Prices for doctor services lag behind inflation
■ Economists cite downward pressure on pay rates from Medicare and commercial payers.
By Victoria Stagg Elliott — Posted April 30, 2012
Physicians have long felt that the cost of running a practice is growing more quickly than payment received per service. New government data indicate that this is more than a feeling.
The Consumer Price Index for all items went up 0.3% in March and 2.7% in the previous 12 months, according to Bureau of Labor Statistics data released April 13. Prices paid for physician care, which includes the amount from an insurer as well as the patient portion for a single service, went up 0.2% for the month and 1.3% during the past year.
The annual physician services inflation rate has been below the overall number for the past 12 months, and the month-to-month physician numbers have been lower than general inflation for eight of the past 12 months.
The BLS determines the inflation rate through monthly interviews of a statistically representative sample of providers of goods and services. They include nearly 1,500 who speak for physician practices about the prices paid for the most common procedures and office visits.
For physicians faced with a low inflation rate, compared with the overall rise, payments have not kept up with practice costs in recent years.
The Medical Group Management Assn. said practice revenues increased 45% between 2001 and 2010, but costs went up 53% even though practices cut costs by 2.2% in 2010, mostly through less spending on drugs and furniture.
The American Medical Association said there is a 20% gap between what Medicare pays — a major factor in keeping down physician prices — and what it costs physicians to treat patients.
“The cost of providing care is going up,” said Glen Stream, MD, president of the American Academy of Family Physicians. “There’s a downward pressure on physician payment. At some point, something is going to break.”
Analysts often cite the lag between practice revenues and costs as the reason why many physicians are seeking what they view as the financial stability of hospital employment over the pressures of owning an independent practice.
In 2001, 3% of residents surveyed by physician recruiting firm Merritt Hawkins & Associates wanted to work as hospital employees. In 2011, that number was 32%.
A total of 91,282 physicians and dentists had full-time employment at community hospitals in 2010, a 47% increase from 61,972 in 2001, and a 7% jump just from 2010, according to the American Hospital Assn.
What’s affecting physician prices
In the 1980s and 1990s, the physician services rate was well above inflation, but that gap began narrowing significantly in 2001. In fact, the physician services inflation rate also fell below the overall inflation total from August 2005 to September 2006 and from November 2007 to October 2008.
Economists and other experts said the trend is a result of tightening payments from government and private insurers.
Since 2002, the sustainable growth rate formula used by the Centers for Medicare & Medicaid Services to set Medicare pay rates has called for cuts in physician payments, including a more than 30% reduction set to begin Jan. 1, 2013. While Congress has reversed SGR-mandated cuts a dozen times, the results have been short-term freezes or small increases in Medicare pay.

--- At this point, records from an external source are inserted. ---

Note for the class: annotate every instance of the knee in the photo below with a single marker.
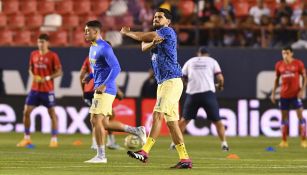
(158, 116)
(27, 112)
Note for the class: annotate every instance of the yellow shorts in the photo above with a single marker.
(102, 104)
(168, 96)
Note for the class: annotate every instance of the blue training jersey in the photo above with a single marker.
(105, 66)
(164, 56)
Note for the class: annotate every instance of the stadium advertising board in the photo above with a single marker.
(241, 117)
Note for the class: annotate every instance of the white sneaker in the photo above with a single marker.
(97, 159)
(142, 134)
(115, 146)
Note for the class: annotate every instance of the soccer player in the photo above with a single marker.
(163, 45)
(105, 68)
(44, 66)
(88, 94)
(289, 70)
(198, 74)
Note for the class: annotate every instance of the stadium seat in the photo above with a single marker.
(186, 7)
(6, 37)
(241, 8)
(78, 38)
(82, 7)
(64, 7)
(16, 21)
(45, 7)
(99, 7)
(28, 6)
(10, 6)
(34, 21)
(59, 38)
(85, 18)
(3, 20)
(34, 36)
(70, 21)
(108, 22)
(22, 38)
(52, 22)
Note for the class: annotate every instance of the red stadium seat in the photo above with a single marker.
(241, 8)
(100, 7)
(3, 20)
(45, 6)
(16, 21)
(70, 21)
(64, 7)
(6, 37)
(186, 7)
(59, 38)
(10, 6)
(22, 38)
(85, 18)
(82, 7)
(108, 22)
(125, 20)
(34, 21)
(28, 6)
(78, 38)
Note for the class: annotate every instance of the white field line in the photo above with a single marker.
(160, 166)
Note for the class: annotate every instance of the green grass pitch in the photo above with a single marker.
(205, 152)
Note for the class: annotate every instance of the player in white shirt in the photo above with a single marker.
(199, 73)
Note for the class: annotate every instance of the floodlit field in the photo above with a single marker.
(205, 152)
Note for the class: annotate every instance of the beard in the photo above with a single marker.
(156, 27)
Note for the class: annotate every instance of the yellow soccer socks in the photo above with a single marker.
(148, 145)
(183, 154)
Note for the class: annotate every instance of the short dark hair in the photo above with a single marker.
(44, 36)
(94, 23)
(203, 50)
(166, 12)
(288, 48)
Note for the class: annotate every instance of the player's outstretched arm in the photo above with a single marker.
(220, 82)
(139, 36)
(147, 46)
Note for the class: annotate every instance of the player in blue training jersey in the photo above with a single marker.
(105, 68)
(163, 45)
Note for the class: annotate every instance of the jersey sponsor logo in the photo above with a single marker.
(92, 61)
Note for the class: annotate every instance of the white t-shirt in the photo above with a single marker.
(200, 72)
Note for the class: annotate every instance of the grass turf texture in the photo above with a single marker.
(205, 152)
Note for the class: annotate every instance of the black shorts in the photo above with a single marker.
(206, 100)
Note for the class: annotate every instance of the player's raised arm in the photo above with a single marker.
(139, 36)
(220, 81)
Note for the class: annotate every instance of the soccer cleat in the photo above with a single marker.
(172, 146)
(304, 143)
(142, 134)
(94, 147)
(183, 164)
(283, 144)
(115, 147)
(140, 155)
(225, 148)
(53, 144)
(24, 143)
(97, 159)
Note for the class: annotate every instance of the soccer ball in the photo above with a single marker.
(132, 142)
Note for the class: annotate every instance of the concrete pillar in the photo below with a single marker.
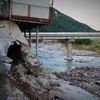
(37, 31)
(69, 49)
(29, 37)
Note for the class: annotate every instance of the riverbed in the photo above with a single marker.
(52, 57)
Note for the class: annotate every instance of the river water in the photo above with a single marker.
(52, 57)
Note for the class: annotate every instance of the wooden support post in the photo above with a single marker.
(29, 37)
(25, 33)
(37, 30)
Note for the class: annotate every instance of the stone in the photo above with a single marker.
(6, 66)
(6, 59)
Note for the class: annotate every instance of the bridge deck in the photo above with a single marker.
(66, 35)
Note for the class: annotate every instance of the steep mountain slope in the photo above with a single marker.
(64, 23)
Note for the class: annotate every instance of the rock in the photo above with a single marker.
(6, 66)
(6, 59)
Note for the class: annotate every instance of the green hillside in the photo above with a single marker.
(64, 23)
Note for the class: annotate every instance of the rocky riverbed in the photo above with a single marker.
(87, 78)
(28, 80)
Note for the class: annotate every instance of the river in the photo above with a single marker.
(52, 57)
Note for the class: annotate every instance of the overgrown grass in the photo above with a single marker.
(1, 36)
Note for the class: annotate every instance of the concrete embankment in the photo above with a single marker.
(26, 79)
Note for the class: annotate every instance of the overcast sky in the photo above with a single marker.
(85, 11)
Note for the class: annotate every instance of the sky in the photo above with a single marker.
(84, 11)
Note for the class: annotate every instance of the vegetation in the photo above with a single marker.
(64, 23)
(1, 71)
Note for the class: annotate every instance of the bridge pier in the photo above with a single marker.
(69, 49)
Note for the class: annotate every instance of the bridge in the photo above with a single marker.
(69, 36)
(65, 35)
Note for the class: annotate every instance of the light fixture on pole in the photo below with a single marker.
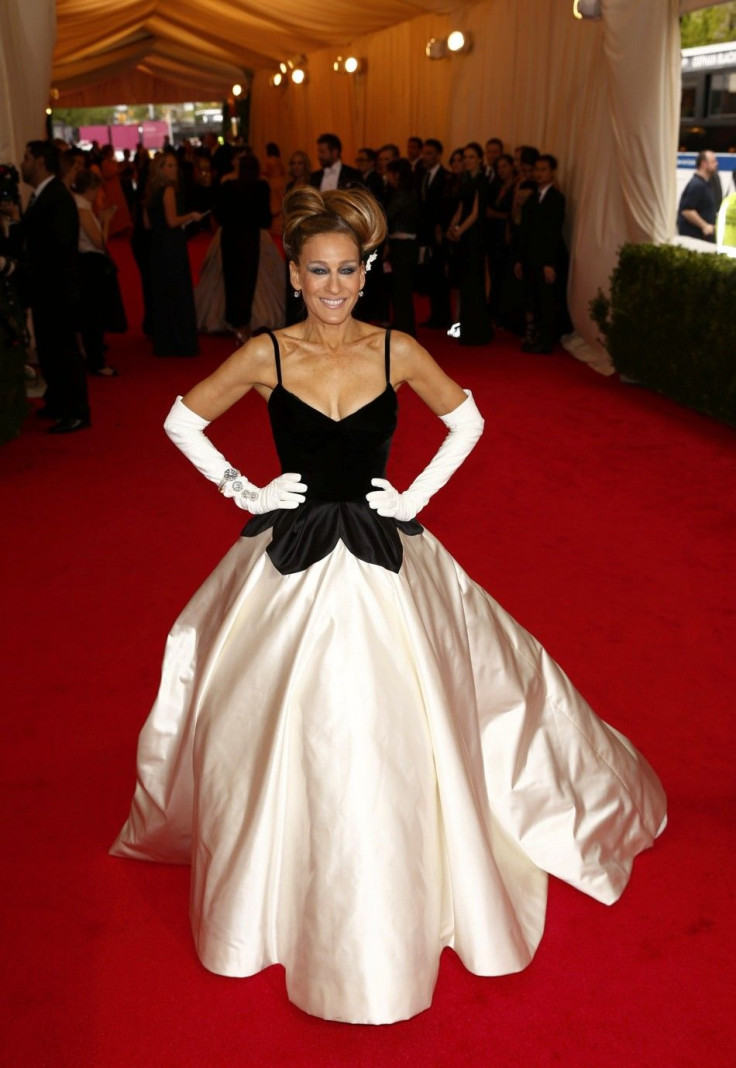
(586, 9)
(455, 44)
(458, 43)
(348, 64)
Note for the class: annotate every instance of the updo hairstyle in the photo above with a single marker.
(354, 211)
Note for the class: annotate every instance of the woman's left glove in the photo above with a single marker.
(465, 425)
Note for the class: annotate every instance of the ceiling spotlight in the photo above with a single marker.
(349, 64)
(459, 43)
(586, 9)
(456, 44)
(435, 49)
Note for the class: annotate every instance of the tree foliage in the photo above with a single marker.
(709, 26)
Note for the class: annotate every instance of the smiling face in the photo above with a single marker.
(471, 160)
(329, 275)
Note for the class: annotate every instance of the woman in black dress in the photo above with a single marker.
(467, 231)
(243, 208)
(174, 319)
(498, 211)
(361, 755)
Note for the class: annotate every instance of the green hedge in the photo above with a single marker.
(670, 324)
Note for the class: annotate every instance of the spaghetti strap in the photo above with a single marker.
(277, 355)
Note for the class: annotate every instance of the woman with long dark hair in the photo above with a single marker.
(174, 320)
(467, 230)
(243, 208)
(403, 215)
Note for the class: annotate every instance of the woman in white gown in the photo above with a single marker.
(361, 755)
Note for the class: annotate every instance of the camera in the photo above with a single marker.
(10, 182)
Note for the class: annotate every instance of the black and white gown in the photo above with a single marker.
(364, 758)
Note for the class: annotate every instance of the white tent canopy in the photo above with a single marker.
(601, 95)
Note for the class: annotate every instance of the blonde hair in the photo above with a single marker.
(156, 177)
(355, 211)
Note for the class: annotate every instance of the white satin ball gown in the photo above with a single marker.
(364, 758)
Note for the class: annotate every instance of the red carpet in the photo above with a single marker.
(600, 516)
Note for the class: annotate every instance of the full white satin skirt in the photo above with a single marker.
(364, 767)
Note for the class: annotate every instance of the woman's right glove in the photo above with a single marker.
(465, 425)
(186, 429)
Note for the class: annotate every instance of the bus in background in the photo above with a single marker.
(707, 114)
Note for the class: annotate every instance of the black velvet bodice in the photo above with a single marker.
(337, 459)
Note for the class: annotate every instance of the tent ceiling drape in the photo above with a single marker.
(604, 95)
(202, 46)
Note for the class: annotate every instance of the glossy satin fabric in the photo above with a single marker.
(364, 758)
(363, 767)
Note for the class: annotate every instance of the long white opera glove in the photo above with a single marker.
(186, 429)
(466, 426)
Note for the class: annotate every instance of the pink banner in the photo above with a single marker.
(98, 134)
(153, 134)
(125, 137)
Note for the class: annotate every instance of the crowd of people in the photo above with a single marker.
(482, 238)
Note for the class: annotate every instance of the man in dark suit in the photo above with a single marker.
(370, 176)
(432, 238)
(50, 234)
(334, 174)
(542, 260)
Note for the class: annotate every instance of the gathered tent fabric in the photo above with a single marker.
(27, 34)
(601, 95)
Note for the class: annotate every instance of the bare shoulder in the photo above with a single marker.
(408, 358)
(251, 364)
(412, 364)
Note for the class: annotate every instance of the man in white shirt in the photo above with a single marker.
(50, 234)
(334, 174)
(432, 236)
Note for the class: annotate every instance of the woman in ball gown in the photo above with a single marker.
(467, 230)
(173, 319)
(361, 755)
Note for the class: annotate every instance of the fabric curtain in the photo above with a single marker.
(603, 96)
(27, 35)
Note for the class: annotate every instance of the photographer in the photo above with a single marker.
(50, 234)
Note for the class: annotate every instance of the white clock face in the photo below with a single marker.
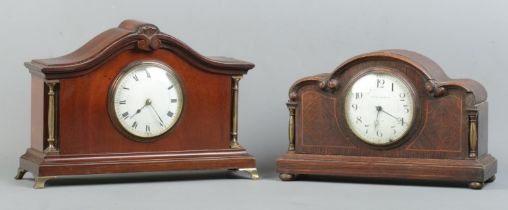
(147, 99)
(379, 108)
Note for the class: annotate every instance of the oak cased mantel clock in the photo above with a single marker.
(134, 99)
(390, 114)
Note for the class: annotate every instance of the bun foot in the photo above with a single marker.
(491, 179)
(287, 177)
(476, 185)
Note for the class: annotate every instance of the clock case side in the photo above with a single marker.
(129, 35)
(476, 166)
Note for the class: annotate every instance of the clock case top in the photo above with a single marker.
(451, 120)
(205, 136)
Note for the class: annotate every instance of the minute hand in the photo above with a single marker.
(390, 114)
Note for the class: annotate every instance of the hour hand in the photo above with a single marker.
(147, 102)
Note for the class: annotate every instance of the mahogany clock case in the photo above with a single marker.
(447, 141)
(72, 132)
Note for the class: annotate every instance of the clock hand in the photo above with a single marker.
(147, 102)
(390, 114)
(376, 123)
(162, 122)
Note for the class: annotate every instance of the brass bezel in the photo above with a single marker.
(114, 86)
(411, 88)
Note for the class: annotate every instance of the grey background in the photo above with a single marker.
(286, 40)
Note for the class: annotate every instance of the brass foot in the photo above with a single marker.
(491, 179)
(476, 185)
(252, 171)
(20, 174)
(287, 177)
(40, 181)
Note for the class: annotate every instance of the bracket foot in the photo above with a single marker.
(40, 181)
(253, 172)
(287, 177)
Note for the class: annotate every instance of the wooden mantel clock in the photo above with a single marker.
(390, 114)
(134, 99)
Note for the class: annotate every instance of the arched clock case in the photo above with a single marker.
(174, 109)
(446, 140)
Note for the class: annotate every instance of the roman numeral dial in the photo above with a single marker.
(379, 107)
(146, 100)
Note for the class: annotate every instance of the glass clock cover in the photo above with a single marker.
(379, 108)
(147, 99)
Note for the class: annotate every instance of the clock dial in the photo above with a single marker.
(147, 99)
(379, 108)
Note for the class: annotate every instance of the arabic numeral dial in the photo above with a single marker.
(379, 107)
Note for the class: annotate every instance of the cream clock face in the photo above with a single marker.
(379, 108)
(147, 99)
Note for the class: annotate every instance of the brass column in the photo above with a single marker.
(291, 126)
(234, 121)
(51, 149)
(473, 135)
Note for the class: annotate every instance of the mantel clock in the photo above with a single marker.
(134, 99)
(390, 114)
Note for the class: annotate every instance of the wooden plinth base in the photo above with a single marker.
(45, 167)
(474, 172)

To fix what it has labeled an “unsustainable” SGR, the AMA has called for its elimination, with five years of positive pay updates as Medicare tests pay models that would enhance care coordination, quality and appropriateness of care while addressing cost concerns.
Also, many states have cut Medicaid pay to address their budget problems during the past few years. In the private sector, economists said, physician practices have lost negotiating power to private insurers as they have become larger.
More than 400 health plan mergers were approved by federal and state regulators from 1996 to 2008, with only two deals required to sell operations in some markets because of questions about market domination. As a result, nearly every metropolitan area in the United States has one plan controlling at least 30% of the commercial insurance market, and in more than half, one plan controls at least 50%, according to numbers gathered by HealthLeaders-InterStudy and analyzed by the AMA. This is true even as a majority of physicians work in practices of five doctors or fewer.
“What we’re seeing is that, in general, over the past 10 years, physicians have had less and less power over their prices,” said Douglas Hough, PhD, associate professor at Johns Hopkins Carey Business School in Baltimore, who works on health economics issues. “It’s not that physicians could dictate the price before, but they certainly had more influence on what the price would be.”
Economists say physicians’ lack of negotiating clout is reflected in the fact that other parts of the health system have not consistently felt similar pressure on prices.
Growth in the prices paid for hospital care has continued to surpass overall inflation, according to the BLS. The cost of inpatient hospital services went up 0.1% in March but 5.3% for the past year. Outpatient services grew by 0.2% in March but 4.9% for the previous 12 months. The cost of health insurance went up as well. Health insurance premiums for a family of four increased 9% to $15,073 in 2011, according to data released Sept. 27, 2011, by the Kaiser Family Foundation and the Health Research & Educational Trust. Premium prices have increased by double-digit percentages in many years during the past decade.
With government and private efforts to control health costs, economists expect those sectors to feel more of the pricing pressure that physicians have felt for much of the past decade — and for doctors to keep feeling it.
“I just don’t see any factors that are going to allow physician prices to go above the overall Consumer Price Index again,” Hough said.